Commissaire :   Comment avez-vous appris qu’il y a une Église du Dieu tout-puissant à Toronto et qu’elle a un numéro de ligne directe?

Demanderesse :           Parce que l’Église du Dieu tout-puissant a enregistré un certain nombre de vidéos. Et dans ce… Dans ces vidéos, il y avait des renseignements sur les numéros de ligne directe.

(Dossier certifié du tribunal, page 774, lignes 38 à 41.)

[23]           L’interrogatoire s’est poursuivi et la SPR a tenté de savoir si c’était l’Église au Canada ou l’Église en Chine qui avait réalisé la vidéo :

[traduction]

Commissaire :   Oui. Je demandais quelle église avait réalisé la vidéo, la maison-église canadienne ou la […] désolé. Quelle église a réalisé la vidéo? Était-ce l’Église canadienne ou une … l’Église chinoise?

Demanderesse :           L’Église chinoise.

Commissaire :   Et dans la vidéo, vous dites qu’il y avait certains renseignements concernant l’Église canadienne?

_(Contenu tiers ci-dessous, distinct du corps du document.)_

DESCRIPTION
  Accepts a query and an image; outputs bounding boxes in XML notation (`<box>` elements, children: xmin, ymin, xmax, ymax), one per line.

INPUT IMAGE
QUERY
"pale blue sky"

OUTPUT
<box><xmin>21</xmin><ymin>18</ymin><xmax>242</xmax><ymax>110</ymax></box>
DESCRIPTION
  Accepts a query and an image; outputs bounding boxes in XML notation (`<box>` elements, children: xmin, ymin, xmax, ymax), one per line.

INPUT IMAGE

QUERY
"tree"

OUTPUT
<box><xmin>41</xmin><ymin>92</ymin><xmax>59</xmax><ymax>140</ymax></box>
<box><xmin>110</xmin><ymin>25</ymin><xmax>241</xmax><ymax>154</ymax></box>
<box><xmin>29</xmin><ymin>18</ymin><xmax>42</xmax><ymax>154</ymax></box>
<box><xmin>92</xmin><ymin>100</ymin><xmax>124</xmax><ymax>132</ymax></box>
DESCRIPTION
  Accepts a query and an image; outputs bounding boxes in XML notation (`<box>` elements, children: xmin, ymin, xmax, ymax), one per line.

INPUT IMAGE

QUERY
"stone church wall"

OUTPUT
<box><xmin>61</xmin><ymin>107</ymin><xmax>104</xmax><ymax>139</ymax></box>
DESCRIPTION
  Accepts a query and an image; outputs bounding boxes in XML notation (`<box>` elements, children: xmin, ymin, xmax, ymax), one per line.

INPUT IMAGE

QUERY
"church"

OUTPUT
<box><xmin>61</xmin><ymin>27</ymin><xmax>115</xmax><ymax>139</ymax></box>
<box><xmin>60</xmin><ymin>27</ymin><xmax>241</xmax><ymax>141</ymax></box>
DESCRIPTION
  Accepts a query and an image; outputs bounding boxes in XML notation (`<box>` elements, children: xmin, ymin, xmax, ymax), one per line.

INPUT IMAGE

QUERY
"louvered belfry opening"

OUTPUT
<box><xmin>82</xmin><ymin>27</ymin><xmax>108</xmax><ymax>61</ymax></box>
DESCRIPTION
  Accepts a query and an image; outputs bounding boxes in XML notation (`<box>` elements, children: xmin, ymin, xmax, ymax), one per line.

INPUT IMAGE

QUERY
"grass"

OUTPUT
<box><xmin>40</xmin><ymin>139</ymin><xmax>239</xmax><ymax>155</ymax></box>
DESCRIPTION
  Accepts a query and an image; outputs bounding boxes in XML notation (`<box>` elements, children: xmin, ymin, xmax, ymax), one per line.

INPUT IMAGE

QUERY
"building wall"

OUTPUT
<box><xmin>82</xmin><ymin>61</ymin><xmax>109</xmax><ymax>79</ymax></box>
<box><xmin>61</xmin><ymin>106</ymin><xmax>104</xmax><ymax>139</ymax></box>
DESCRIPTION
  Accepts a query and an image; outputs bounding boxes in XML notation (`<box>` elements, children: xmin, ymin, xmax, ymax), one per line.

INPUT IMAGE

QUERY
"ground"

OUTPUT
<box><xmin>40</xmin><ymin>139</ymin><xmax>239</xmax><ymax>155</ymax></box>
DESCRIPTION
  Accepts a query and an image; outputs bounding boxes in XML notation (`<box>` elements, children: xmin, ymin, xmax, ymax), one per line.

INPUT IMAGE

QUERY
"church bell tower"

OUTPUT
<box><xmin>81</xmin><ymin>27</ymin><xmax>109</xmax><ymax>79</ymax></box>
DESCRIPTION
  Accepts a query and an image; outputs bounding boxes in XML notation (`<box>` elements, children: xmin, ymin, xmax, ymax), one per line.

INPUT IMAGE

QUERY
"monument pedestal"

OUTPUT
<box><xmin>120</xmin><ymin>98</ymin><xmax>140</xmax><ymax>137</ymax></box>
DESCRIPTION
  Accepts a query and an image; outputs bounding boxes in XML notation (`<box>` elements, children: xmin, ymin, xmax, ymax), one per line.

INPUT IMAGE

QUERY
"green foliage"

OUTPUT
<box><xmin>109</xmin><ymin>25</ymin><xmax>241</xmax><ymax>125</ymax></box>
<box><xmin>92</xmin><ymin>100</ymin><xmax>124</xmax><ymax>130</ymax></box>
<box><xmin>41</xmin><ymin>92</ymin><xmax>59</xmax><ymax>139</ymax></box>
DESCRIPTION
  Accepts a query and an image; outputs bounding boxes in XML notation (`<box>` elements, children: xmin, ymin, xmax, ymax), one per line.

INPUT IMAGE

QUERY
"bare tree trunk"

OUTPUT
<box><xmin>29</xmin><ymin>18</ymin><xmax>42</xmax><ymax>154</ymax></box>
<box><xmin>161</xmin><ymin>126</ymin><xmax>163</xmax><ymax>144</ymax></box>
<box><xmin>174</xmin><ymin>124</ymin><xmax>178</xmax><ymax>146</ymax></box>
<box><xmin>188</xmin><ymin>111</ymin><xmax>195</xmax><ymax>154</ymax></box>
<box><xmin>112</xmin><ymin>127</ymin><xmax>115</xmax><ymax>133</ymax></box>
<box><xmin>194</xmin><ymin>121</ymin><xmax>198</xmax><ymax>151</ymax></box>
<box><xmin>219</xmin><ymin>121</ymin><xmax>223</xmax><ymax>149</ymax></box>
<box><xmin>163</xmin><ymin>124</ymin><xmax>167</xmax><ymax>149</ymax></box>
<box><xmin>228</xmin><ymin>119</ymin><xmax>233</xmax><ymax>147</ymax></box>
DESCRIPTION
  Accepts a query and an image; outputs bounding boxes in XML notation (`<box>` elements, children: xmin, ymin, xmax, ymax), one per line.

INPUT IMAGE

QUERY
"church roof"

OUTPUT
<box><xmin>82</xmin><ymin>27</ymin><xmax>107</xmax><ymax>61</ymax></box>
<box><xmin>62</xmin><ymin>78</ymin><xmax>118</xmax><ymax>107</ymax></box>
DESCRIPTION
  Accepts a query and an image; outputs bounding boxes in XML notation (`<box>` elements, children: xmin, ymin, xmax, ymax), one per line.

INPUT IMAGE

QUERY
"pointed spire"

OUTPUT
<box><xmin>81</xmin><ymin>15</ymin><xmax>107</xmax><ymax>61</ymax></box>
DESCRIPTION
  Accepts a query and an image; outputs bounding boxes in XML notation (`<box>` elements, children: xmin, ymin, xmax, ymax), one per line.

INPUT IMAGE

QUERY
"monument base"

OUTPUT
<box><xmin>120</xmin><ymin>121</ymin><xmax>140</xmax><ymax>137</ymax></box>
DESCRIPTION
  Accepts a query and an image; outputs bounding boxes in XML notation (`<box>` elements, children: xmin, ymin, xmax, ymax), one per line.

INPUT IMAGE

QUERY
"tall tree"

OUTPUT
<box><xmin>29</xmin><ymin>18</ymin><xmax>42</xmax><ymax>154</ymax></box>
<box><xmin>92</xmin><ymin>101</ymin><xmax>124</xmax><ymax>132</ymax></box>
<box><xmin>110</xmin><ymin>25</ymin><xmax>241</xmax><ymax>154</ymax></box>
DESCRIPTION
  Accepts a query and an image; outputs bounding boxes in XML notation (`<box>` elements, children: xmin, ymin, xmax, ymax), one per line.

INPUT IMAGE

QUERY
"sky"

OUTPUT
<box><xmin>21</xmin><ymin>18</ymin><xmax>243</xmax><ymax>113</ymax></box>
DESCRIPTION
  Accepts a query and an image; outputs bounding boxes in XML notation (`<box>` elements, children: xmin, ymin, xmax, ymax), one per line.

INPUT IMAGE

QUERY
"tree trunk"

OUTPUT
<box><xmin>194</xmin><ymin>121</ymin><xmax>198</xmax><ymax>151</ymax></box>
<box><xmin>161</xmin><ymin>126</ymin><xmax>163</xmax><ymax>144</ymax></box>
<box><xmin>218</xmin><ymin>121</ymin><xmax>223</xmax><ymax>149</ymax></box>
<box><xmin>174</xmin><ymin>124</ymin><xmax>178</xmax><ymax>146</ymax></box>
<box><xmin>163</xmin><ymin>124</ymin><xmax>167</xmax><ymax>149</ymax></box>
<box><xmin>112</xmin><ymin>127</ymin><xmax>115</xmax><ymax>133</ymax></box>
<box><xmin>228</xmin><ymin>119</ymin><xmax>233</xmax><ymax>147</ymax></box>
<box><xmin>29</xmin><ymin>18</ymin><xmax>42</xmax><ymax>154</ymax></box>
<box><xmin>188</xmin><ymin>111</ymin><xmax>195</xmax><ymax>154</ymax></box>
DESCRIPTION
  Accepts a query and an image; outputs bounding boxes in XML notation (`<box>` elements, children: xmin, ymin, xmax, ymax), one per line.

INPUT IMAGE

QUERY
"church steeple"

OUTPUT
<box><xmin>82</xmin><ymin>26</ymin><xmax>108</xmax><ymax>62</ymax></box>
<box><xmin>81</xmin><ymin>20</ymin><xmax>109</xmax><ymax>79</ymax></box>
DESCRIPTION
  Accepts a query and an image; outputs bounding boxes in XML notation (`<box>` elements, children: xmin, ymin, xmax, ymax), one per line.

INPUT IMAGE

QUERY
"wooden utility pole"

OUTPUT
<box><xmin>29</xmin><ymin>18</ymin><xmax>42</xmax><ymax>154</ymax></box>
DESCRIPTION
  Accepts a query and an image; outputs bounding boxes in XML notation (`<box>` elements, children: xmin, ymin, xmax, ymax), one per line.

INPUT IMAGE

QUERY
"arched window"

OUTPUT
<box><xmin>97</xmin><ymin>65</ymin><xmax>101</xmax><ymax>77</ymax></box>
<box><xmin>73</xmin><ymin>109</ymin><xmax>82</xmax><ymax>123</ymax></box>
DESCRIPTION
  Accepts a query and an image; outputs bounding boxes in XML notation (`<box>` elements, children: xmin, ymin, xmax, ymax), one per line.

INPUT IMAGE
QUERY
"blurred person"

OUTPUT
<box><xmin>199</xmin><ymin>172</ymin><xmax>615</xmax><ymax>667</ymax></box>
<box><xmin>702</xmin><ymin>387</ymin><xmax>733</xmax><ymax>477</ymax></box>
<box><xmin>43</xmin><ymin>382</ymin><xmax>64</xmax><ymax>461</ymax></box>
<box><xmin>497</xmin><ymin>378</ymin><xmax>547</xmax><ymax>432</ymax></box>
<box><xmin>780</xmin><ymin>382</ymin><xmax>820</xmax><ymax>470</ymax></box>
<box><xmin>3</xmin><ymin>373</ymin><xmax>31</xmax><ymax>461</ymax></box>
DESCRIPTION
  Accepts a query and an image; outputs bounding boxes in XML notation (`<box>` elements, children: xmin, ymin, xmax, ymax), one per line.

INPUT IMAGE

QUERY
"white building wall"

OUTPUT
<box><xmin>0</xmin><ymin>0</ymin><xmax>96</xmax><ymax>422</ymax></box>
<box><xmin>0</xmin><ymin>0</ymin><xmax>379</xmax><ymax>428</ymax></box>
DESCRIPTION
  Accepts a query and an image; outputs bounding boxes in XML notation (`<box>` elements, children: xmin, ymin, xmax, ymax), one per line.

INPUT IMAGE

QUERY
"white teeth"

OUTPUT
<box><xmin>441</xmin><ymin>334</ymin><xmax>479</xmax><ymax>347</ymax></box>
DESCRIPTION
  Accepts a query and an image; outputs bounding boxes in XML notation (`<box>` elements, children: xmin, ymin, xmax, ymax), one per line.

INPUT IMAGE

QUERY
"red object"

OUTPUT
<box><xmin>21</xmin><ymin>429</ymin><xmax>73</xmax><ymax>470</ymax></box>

Demanderesse :           Il n’y a aucun renseignement concernant le Canada dans cette vidéo.

Commissaire :   D’accord. Je veux écouter l’enregistrement, d’accord? Parce que nous avons interrompu l’enregistrement et l’ordinateur a cessé de fonctionner. Je n’ai même pas de notes. Je me souviens de ce qui a été dit. Alors, pouvons-nous tout simplement continuer (inaudible)…

SUSPENSION DE l’ENREGISTREMENT –

REPRISE DE L’ENREGISTREMENT –

Commissaire :   D’accord, l’enregistrement recommence. D’accord. Madame, je vais juste attirer votre attention sur deux réponses qui sont contradictoires. Vous avez dit que l’Église chinoise avait réalisé la vidéo et que dans la vidéo il y avait des renseignements sur le Canada et vous avez donné cette réponse à ma question, comment avez‑vous appris l’existence de l’Église grâce aux numéros de ligne directe? Puis, vous avez dit qu’il n’y avait aucun renseignement sur le Canada dans la vidéo. Pouvez-vous expliquer vos réponses différentes?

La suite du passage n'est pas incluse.